Mencicipi Kuliner, Mencicipi Kebudayaan

bersama Bondan Winarno

DALAM satu acara di Denpasar, Bali, saya bertemu dengan Bondan Winarno, seorang presenter acara kuliner di televisi yang cukup tersohor di negeri ini. Kebetulan pula, kami bertemu dalam satu acara makan siang sehingga bisa ngobrol banyak hal sambil tertawa-tawa. Memang menyenangkan berbincang dengan Bondan. Bukan saja wawasannya yang luas karena sudah bertualang di banyak tempat, melainkan juga karena penguasaannya atas khasanah sejarah, serta rahasia-rahasia yang tersembunyi di balik sebuah kuliner atau masakan.

Sebagai jurnalis senior, ia sangat menyenangkan diajak ngobrol, apalagi saat diajak membahas tentang berbagai jenis makanan di berbagai daerah-daerah. Kata Bondan, hampir semua daerah memiliki khasanah pusaka yakni aneka kuliner yang hingga kini masih lestari. Ia menolak anggapan bahwa masuknya berbagai kuliner impor akan mematikan semua kuliner lokal. Justru yang terjadi adalah sebaliknya. Kuliner asing itu yang terancam gulung tikar oleh kuliner lokal.

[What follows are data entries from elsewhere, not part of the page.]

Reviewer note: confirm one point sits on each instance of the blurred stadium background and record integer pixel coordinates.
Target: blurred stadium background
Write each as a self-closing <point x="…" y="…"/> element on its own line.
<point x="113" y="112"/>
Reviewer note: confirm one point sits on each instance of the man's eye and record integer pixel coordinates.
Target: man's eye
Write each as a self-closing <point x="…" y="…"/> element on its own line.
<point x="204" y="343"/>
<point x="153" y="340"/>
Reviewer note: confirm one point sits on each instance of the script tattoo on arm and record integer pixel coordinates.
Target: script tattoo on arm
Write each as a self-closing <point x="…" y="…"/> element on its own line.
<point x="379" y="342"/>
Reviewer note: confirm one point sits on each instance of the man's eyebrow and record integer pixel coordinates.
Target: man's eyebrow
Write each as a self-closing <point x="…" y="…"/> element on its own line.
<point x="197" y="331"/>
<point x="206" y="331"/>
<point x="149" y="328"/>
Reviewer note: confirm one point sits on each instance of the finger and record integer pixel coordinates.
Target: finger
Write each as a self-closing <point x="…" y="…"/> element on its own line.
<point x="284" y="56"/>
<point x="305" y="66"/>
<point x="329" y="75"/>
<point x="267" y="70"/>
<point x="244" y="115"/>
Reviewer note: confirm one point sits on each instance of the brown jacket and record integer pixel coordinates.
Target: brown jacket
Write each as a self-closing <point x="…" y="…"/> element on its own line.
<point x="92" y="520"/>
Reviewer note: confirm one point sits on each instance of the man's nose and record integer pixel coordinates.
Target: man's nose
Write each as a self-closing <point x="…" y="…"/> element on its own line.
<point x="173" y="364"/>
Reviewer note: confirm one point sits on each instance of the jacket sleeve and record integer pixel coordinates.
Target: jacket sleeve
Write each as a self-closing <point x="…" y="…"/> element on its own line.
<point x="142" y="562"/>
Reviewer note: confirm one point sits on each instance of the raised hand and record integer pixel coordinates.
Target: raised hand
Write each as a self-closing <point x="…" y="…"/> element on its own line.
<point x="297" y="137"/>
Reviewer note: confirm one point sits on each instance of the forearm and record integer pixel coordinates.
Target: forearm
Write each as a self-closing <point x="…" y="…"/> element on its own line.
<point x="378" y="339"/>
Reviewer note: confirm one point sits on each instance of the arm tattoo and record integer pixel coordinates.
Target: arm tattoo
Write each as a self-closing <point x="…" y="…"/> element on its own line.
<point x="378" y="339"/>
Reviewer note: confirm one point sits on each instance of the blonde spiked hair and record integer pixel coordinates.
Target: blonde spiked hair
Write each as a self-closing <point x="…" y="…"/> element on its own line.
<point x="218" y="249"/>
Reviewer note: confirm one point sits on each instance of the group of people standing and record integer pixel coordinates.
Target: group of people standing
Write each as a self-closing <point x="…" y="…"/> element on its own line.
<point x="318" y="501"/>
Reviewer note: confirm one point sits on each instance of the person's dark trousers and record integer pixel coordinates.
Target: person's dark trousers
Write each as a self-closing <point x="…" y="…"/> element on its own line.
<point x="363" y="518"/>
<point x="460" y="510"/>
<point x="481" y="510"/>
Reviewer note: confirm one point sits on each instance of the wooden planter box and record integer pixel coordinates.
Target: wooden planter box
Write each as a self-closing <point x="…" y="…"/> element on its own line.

“Kita sering khawatir sama pengaruh McDonald. Padahal, gerainya di seluruh Indonesia nggak lebih dari 115. Malah jumlahnya makin berkurang. Demikian pula dengan Starbuck yang bangkrut di mana-mana. Orang Indonesia berpikir, ngapain ngopi di Starbuck dan harus bayar sampai 50 ribu rupiah. Mending ngopi di pinggir jalan. Di Bali ini, harga ngopi di pinggir jalan cuma dua ribu rupiah. Padahal kenikmatannya sama saja,” katanya.

Bondan hendak menjelaskan betapa tangguhnya para pengusaha kuliner kita. Bahkan, saat krisis menerjang, justru para pengusaha kuliner yang paling tangguh menghadapinya. Ia menjelaskan jika dihitung secara kuantitatif, maka jumlah pengusaha kuliner bisa sampai separuh dari jumlah pengusaha di Indonesia. “Pengusaha kuliner itu bukan cuma tukang masak saja. Sebab semua peternak, pedagang ayam, juga masuk dalam kategori pengusaha kuliner. Demikian pula petani. Mereka semua menyediakan bahan untuk kuliner,” katanya. Sayangnya, pemerintah tidak begitu peduli dengan pusaka kuliner. Padahal, jika kuliner dikelola dan dikemas secara kreatif, maka akan menjadi satu kekayaan budaya serta potensi wisata yang sangat besar.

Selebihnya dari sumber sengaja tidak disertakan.